Beneficiaries who do take income from the inherited pot will pay tax on it at their marginal rate of income tax. From 2016/17, the 45% charge on death is removed for lump sum payments.
Additionally, the pension pot can be passed on when the beneficiary dies without it being subject to tax; meaning it can pass down within a family with tax only being payable when funds are drawn out.
From April 2017, anybody resident in the UK for more than 15 of the past 20 tax years will be deemed UK domiciled for all tax purposes.
This replaces the 17 out of 20 years rule for IHT and may therefore mean that non-UK domiciled individuals fall into the UK IHT net sooner than previously expected.
For example, an individual who became UK Resident in 2002/03 would previously have expected to become ‘deemed UK domiciled’ in 2019/20 but under the new rules will become ‘deemed UK domiciled’ in 2017/18.
Excluded Property Trusts – those set up offshore by a non-UK domiciled individual – were only subject to UK IHT to the extent that they owned UK ‘situs assets’ (i.e. property that for legal purposes is treated as being in the UK). The Finance Act 2017 will include provisions to ensure that UK residential property owned by an excluded property trust through an offshore company, partnership or other opaque vehicle will also be subject to UK IHT.
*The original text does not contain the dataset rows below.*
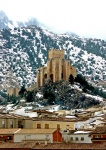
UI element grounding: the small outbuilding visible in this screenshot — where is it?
[14,129,62,143]
[0,128,21,142]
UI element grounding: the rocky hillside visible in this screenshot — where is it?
[0,26,106,88]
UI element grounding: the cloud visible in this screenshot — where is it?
[0,0,106,38]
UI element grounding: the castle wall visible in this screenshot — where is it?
[48,49,65,59]
[37,50,76,87]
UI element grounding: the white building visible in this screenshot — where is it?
[62,131,92,143]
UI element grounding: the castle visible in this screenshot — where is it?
[37,49,76,88]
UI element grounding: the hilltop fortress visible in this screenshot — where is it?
[37,49,76,88]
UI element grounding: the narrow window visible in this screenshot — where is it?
[57,124,60,130]
[70,137,73,141]
[75,137,78,141]
[37,124,41,129]
[45,124,49,129]
[81,137,84,141]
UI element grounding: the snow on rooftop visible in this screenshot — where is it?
[65,116,76,118]
[85,94,103,101]
[36,93,43,98]
[74,131,91,134]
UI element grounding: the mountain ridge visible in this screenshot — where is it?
[0,10,106,91]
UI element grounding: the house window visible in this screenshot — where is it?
[70,137,73,141]
[81,137,84,141]
[45,124,49,129]
[57,124,60,129]
[10,120,13,128]
[75,137,78,141]
[26,135,31,140]
[2,120,5,128]
[37,124,41,129]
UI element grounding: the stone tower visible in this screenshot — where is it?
[37,49,76,88]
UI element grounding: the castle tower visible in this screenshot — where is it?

Before the changes to the ISA regulations, when an individual died, any savings held in an ISA automatically lost their tax-free status. The surviving spouse or civil partner would have to start paying tax on any returns or income earned from it.
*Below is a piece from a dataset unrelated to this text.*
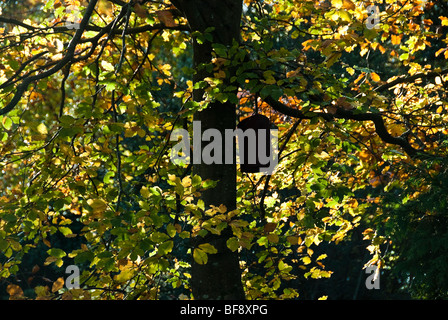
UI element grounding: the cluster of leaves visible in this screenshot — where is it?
[0,0,448,299]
For deaths on or after 3 December 2014, a surviving spouse or civil partner can inherit the ISA and retain its tax benefits. This is in the form of an ‘additional permitted subscription’; a one-off ISA allowance that is equal to the value of the ISA at the date of death. This allowance is added on to the survivor’s own ISA limit.
Following HMRC’s consultation on simplifying IHT for relevant property trusts, the draft legislation in the summer Finance Bill effectively ends the tax-efficient use of ‘pilot trusts’ in Will planning. Such pilot trusts involved a settlor creating multiple trusts on different days during their lifetime and then leaving each trust further funds on death. The result was that each trust benefited from having a full IHT nil rate band, for the purpose of future IHT ten year anniversary charges and exit charges, as they were set up on separate days and therefore not related for IHT purposes.
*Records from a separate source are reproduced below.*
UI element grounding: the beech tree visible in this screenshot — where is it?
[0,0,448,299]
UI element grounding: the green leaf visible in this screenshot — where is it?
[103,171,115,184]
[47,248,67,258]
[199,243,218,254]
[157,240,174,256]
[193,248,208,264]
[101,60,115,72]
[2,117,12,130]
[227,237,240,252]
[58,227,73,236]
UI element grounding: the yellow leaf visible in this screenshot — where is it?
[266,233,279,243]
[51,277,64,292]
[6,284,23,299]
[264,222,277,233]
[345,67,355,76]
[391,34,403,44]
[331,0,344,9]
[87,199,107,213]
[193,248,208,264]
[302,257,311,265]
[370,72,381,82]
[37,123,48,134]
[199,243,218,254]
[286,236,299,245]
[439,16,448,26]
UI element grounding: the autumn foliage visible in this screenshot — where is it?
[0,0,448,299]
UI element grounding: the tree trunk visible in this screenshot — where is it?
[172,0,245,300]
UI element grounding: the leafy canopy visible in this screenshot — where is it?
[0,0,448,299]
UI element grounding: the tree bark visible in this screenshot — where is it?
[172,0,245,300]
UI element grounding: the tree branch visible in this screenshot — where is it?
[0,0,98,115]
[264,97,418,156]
The draft legislation treats all trusts that receive additions of property on the same day as being related and so they effectively share a nil rate band when computing future exit or ten year anniversary charges. There are transitional provisions in place so that where an individual’s Will has been executed before 10 December 2014 (the date of the Autumn Statement) and they die before 6 April 2017 the new same day addition provisions will not apply when assets are transferred to pilot trusts under the provisions of the Will.
What is the impact of these changes?
The tax effect that these changes will have as assets are passed down the generations will clearly depend on the specific circumstances of an individual’s family. However, it is likely that many people could now benefit from the new RNRB and the relaxed pension and ISA inheritance rules by updating their Wills.
Non-UK domiciled individuals, and those whose current estate planning involves life interests and pilot trusts, should check that their arrangements remain tax-efficient for their families.
The changes described above highlight how important it is for individuals to regularly review their IHT planning and their Wills to ensure that they continue to meet their family needs in a tax-efficient way.